It's harder than it looks (well, my experience is with the log-binomial 
model, but it should be similar).  The constraints are not box 
constraints, but a more general set of linear constraints, and you either 
have to find the convex hull of the data or use a constraint for every 
data point.

Also, the algorithm in glm.fit, while not perfect, is a little smarter 
than a simple IRLS. It uses step-halving to back away from the edge, and 
when the parameter space is convex it has a reasonable chance of creeping 
along the boundary to the true MLE.

I think better glm fitting is worth pursuing: computational difficulties 
with the log-binomial model have forced many epidemiologists turn to 
estimators other than the MLE (or contrasts other than the relative risk), 
which is a pity.


 	-thomas
#
Thomas Lumley <tlumley at u.washington.edu> writes:
Hmm. That wasn't my experience. I had a situation where there was like
a (virtual) maximum outside the boundary, and the algorithm would
basically stay on the path to that peak, banging its little head
into the same point of the wall repeatedly, so to speak.

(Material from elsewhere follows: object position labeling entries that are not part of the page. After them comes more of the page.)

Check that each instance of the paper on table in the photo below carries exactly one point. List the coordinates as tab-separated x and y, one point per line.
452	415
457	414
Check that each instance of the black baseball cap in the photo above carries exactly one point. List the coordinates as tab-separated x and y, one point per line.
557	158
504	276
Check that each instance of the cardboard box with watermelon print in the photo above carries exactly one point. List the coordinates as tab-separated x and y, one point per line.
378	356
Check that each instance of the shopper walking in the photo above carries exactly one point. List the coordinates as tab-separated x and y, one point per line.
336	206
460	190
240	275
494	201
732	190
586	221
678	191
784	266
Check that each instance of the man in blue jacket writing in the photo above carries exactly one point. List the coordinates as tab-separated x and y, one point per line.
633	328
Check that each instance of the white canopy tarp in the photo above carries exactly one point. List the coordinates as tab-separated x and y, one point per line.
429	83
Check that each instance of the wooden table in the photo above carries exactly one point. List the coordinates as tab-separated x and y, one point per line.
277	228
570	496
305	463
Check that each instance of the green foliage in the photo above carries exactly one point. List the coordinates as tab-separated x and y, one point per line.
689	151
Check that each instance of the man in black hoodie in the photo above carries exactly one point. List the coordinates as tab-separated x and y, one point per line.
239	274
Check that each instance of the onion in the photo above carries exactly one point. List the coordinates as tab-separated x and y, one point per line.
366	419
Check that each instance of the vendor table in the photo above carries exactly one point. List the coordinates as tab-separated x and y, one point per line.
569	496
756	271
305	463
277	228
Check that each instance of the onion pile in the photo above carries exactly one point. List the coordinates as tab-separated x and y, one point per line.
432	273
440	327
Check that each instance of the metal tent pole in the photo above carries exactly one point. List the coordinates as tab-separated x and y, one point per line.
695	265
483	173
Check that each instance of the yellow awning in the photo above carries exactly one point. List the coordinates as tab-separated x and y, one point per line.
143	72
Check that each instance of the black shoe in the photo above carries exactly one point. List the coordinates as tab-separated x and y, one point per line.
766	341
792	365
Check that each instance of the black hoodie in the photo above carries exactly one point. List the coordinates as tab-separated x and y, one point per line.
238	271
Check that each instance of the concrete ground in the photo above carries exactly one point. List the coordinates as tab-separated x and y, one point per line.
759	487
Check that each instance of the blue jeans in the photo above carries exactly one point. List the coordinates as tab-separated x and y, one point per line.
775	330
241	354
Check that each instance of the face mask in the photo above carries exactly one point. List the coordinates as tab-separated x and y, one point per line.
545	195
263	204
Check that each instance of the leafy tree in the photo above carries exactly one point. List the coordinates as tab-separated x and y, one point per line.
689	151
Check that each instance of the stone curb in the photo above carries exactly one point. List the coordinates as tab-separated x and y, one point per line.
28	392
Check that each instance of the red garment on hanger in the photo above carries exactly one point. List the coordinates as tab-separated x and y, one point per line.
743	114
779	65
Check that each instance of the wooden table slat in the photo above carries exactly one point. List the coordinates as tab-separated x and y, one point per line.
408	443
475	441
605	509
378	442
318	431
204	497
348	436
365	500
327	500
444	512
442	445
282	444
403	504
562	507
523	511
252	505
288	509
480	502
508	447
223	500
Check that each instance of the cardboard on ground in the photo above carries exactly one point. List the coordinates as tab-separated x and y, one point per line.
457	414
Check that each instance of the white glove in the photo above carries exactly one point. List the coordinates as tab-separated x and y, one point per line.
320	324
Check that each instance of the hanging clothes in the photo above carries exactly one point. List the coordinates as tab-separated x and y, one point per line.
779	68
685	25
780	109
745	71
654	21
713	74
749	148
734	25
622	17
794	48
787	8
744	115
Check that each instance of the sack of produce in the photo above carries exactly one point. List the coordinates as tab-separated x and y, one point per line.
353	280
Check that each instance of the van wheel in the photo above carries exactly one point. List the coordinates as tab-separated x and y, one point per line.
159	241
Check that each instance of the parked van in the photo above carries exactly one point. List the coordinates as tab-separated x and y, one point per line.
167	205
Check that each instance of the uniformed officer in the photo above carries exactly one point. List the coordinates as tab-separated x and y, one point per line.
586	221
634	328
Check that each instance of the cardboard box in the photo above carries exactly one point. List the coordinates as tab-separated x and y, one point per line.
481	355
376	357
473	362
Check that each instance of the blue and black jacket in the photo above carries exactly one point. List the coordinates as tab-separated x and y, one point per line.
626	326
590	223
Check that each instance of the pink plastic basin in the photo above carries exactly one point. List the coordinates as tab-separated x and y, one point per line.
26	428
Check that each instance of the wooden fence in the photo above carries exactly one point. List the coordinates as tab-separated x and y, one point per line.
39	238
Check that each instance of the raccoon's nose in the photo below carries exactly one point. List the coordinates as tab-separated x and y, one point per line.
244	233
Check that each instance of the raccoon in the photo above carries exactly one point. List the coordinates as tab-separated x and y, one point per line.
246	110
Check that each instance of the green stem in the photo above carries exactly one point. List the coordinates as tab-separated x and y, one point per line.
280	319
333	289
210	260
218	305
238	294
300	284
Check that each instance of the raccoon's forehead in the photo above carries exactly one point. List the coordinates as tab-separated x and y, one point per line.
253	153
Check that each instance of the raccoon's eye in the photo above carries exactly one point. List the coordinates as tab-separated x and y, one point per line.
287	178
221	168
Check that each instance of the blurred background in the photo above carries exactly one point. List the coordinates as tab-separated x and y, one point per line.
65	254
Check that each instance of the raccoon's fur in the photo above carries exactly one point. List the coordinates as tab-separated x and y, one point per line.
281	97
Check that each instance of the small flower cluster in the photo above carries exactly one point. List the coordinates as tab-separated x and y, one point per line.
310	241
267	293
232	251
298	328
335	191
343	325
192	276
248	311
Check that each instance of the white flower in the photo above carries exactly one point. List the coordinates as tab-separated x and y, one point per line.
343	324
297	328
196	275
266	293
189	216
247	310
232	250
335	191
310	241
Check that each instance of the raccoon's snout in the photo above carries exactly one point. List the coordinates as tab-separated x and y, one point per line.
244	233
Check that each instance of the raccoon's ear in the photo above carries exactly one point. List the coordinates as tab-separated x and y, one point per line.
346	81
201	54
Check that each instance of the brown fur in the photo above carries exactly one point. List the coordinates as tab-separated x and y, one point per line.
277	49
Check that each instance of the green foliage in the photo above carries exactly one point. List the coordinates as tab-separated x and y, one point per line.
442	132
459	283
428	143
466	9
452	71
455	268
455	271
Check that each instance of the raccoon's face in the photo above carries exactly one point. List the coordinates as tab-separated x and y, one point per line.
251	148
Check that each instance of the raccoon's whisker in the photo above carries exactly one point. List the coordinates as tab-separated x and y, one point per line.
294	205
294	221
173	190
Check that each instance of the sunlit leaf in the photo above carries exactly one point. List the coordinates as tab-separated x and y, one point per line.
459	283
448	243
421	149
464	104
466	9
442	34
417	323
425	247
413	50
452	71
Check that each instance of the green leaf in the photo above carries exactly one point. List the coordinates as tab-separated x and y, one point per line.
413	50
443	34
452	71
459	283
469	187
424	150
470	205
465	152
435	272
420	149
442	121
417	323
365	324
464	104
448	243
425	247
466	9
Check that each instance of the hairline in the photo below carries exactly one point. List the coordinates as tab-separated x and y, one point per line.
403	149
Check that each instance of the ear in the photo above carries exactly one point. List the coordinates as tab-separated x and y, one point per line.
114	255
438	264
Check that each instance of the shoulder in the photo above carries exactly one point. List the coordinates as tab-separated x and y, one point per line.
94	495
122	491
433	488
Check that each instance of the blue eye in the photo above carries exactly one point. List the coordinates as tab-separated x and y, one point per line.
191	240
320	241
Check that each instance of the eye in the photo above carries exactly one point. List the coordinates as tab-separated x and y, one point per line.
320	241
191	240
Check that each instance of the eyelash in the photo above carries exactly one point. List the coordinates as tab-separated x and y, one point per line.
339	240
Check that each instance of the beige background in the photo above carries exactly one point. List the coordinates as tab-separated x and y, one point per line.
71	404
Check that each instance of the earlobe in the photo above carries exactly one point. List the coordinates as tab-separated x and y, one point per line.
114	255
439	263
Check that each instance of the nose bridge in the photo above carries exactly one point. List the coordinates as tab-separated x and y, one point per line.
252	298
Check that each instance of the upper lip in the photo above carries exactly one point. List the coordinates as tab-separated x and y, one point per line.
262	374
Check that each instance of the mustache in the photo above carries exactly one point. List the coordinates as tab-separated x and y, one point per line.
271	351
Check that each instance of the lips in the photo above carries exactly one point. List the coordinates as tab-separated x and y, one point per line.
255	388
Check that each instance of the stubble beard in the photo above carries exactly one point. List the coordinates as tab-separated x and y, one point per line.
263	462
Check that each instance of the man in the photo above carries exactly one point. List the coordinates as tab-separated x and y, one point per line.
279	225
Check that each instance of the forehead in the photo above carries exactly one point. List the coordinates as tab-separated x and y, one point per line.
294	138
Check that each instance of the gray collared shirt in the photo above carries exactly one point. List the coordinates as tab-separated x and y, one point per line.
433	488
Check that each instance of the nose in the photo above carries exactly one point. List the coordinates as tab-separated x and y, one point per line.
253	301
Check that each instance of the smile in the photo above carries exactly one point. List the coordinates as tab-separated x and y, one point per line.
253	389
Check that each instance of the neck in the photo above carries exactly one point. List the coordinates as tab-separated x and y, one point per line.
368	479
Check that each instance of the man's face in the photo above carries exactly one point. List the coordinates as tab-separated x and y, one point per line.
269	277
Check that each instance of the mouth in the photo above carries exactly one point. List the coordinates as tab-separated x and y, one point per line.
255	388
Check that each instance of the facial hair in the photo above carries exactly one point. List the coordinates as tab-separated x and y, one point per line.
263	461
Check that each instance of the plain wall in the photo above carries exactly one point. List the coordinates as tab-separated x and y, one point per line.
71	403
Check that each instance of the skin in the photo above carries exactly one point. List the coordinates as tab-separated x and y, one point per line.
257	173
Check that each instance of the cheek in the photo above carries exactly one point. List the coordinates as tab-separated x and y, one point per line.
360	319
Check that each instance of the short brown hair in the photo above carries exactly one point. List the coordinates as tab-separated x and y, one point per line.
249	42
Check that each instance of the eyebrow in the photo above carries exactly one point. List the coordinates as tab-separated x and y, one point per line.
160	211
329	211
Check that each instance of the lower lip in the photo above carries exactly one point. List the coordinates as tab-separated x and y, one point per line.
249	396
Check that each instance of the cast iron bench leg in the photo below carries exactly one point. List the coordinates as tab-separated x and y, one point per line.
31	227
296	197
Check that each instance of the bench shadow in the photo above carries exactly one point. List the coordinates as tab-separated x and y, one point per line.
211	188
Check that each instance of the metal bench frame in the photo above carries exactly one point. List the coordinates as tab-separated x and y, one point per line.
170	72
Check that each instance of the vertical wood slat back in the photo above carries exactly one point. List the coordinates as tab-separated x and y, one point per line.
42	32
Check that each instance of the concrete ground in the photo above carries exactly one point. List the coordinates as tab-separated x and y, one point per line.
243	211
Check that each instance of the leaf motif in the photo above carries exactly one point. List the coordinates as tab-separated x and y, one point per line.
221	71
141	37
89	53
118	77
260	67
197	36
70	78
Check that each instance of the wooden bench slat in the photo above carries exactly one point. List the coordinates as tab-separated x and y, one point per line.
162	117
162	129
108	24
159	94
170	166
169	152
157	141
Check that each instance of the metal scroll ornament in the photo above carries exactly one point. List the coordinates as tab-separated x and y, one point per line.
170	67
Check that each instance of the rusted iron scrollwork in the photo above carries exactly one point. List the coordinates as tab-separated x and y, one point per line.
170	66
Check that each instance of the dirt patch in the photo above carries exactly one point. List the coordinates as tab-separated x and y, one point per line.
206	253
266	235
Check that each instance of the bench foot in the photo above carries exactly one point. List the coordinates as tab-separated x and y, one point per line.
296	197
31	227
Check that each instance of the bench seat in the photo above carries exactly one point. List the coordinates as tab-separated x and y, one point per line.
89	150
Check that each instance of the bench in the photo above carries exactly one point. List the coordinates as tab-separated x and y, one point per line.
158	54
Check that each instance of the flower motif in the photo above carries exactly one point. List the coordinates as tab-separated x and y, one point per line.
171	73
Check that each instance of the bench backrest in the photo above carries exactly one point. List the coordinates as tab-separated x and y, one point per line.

(If you make a little drawing of an elliptical contour intersecting a
linear boundary, I'm sure you'll see that this process leads to a
point-of-no-progress that can be quite far from the maximum along the
edge.)
Yup...
#
On 29 Nov 2004 18:07:40 +0100, Peter Dalgaard
<p.dalgaard at biostat.ku.dk> wrote:

            
I love that image:  the little optimizer that couldn't.

I hope the fortunes maintainer is listening...

Duncan Murdoch